A slumping economy has been blamed for many things, but now code enforcement officials are blaming the recession for high grass and swarms of mosquitoes.
Officials in North Georgia and Hamilton County say they are forced to deal with a growing number of foreclosed properties at which mowing the grass or treating a swimming pool has taken a back seat to legal proceedings between the former owners and their mortgage lenders.
"Usually the people just leave (their homes) and they're gone," said Alan Parrish, code enforcer for Dalton, Ga.
Grass at one foreclosed home on Harvard Drive had grown 4 feet high, he said, and a swimming pool in the yard is a breeding ground for pests.
"Once that water starts turning, the neighborhood is covered up with mosquitos," he said.

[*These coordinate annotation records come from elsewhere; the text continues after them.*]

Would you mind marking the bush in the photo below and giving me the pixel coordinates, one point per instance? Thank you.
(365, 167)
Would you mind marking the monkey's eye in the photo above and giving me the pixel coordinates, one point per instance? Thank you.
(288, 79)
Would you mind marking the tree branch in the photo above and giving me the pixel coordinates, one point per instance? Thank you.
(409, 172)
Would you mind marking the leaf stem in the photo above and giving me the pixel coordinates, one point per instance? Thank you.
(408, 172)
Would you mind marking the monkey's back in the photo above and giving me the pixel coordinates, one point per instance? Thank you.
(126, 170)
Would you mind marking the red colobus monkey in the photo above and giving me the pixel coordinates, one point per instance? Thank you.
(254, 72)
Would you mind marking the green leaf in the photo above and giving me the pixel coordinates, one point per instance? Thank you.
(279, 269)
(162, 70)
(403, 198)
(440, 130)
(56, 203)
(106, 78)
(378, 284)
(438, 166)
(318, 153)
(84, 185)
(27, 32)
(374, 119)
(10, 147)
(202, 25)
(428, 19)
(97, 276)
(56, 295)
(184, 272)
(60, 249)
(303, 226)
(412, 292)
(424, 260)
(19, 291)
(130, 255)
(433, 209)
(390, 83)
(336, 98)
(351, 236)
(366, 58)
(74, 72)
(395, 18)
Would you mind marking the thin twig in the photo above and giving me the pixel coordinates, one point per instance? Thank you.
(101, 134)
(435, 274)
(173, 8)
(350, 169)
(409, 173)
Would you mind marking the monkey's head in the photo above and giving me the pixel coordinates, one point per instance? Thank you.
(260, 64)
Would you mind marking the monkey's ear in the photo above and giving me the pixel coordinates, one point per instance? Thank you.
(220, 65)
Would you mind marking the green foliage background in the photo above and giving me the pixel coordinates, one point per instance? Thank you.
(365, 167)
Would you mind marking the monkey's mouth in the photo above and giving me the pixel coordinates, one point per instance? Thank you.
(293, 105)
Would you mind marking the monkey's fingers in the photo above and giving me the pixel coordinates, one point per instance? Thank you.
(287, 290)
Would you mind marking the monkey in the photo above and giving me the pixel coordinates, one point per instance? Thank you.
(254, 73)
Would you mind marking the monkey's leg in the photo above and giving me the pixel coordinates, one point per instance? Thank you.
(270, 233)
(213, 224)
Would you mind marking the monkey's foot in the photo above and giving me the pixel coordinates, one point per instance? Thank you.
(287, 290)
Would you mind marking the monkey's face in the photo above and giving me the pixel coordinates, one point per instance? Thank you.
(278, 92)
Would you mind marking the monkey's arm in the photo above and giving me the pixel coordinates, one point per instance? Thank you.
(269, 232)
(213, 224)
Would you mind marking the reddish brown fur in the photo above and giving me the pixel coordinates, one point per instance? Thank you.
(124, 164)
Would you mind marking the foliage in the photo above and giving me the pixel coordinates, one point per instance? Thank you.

Beverly Johnson, the Department of Neighborhood Services administrator for Chattanooga, said finding the owner of a foreclosed piece of property becomes a "moving target" as banks and courts move the deed around.
"You lose track of who owns it," she said.
Even when the owner can be identified, sometimes it may take weeks or even months for a bank to find a contractor to handle the cleanup, according to Catoosa County Zoning Administrator Buster Brown.
"It may be with Wells Fargo in Montana who's bought that loan," he said. "Then we've got to send them a letter. Sometimes it's not as fast as the residents would like."
At a recent commission meeting, Catoosa County Commissioner Ken Marks brought up a few complaints he had heard about neglected pools. He said souring pools, whether foreclosed on or otherwise, posed a danger -- and not because of mosquitos -- if they aren't gated, drained and covered.
"Especially with kids, you just never know," he said.
Ms. Johnson said the problem extends beyond safety. If the owner cannot be found or is slow to respond, city or county crews often mow the lawns or throw larvicide into the pools.
"The responsibility falls on the city, and the city is the taxpayers," she said.
Earlier this year, the department had to become more selective and handled only the worst cases, Ms. Johnson said.
"We simply had run out of money to take care of the problems," she said.